That seems like a simple question, but it’s not—at least certainly not anymore. The meaning of the term “email service provider,” or “ESP” for short, has evolved along with the email marketing industry.
A decade or so ago, most ESPs were standalone services that largely did one thing: send email. Pricing was almost entirely done on a CPM model of the cost per thousand emails sent. Back then, people distinguished between mail transfer agents (MTAs), which were the back-end engines that actually sent the email, and ESPs, which were the front-end user interfaces that provided marketer-friendly tools to load lists, set up templates, and ultimately press send.
Flash forward… There’s been roughly $10 billion in mergers and acquisitions in the ESP industry, as we note in Litmus’ first-ever State of Email Service Providers report. While there are still many standalone email service providers, lots of ESP functionality now resides within customer relationship management (CRM) systems. As the name implies, CRMs manage the entirety of a customer relationship, including communications via email and other channels.

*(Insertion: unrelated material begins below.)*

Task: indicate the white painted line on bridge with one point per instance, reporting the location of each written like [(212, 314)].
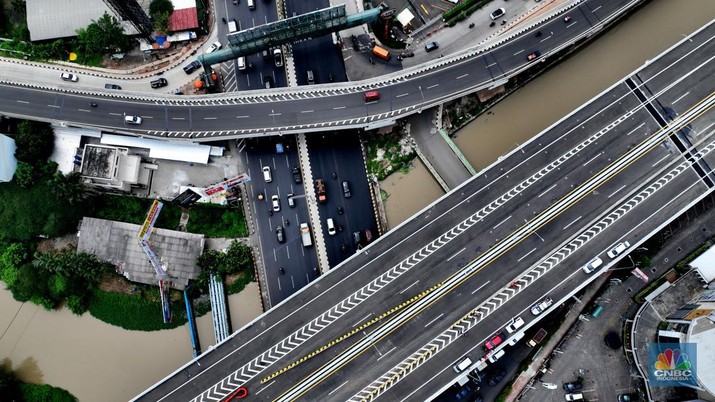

Further complicating things, we’ve also seen the rise of marketing automation (MA) and digital marketing suites. Fueled by data and powered by intelligence, MA services don’t just send email like an ESP, but score and manage leads and help achieve the paradigm of sending the right message to the right person at the right time. And digital marketing suites provide email services alongside SMS, mobile push notifications, social media, and other digital marketing channels.
The trouble is, many ESPs, as well as CRMs, now have that functionality as well to at least some extent.
The lines that separate ESPs, CRMs, MAs, digital marketing suites, and even MTAs are blurring.
We saw this in the responses to our State of Email Survey. We asked: “Which email service provider(s) or platform(s) does your company currently use to send its marketing emails?” The 1,699 respondents had the choice of 82 ESPs, plus the opportunity to write in additional ones, which tons of respondents did.
Rather than define what an email service provider was, we trusted marketers to tell us. In total, they told us about more than 240 ESPs, which we listed in our Snapshot of the Email Service Provider Landscape.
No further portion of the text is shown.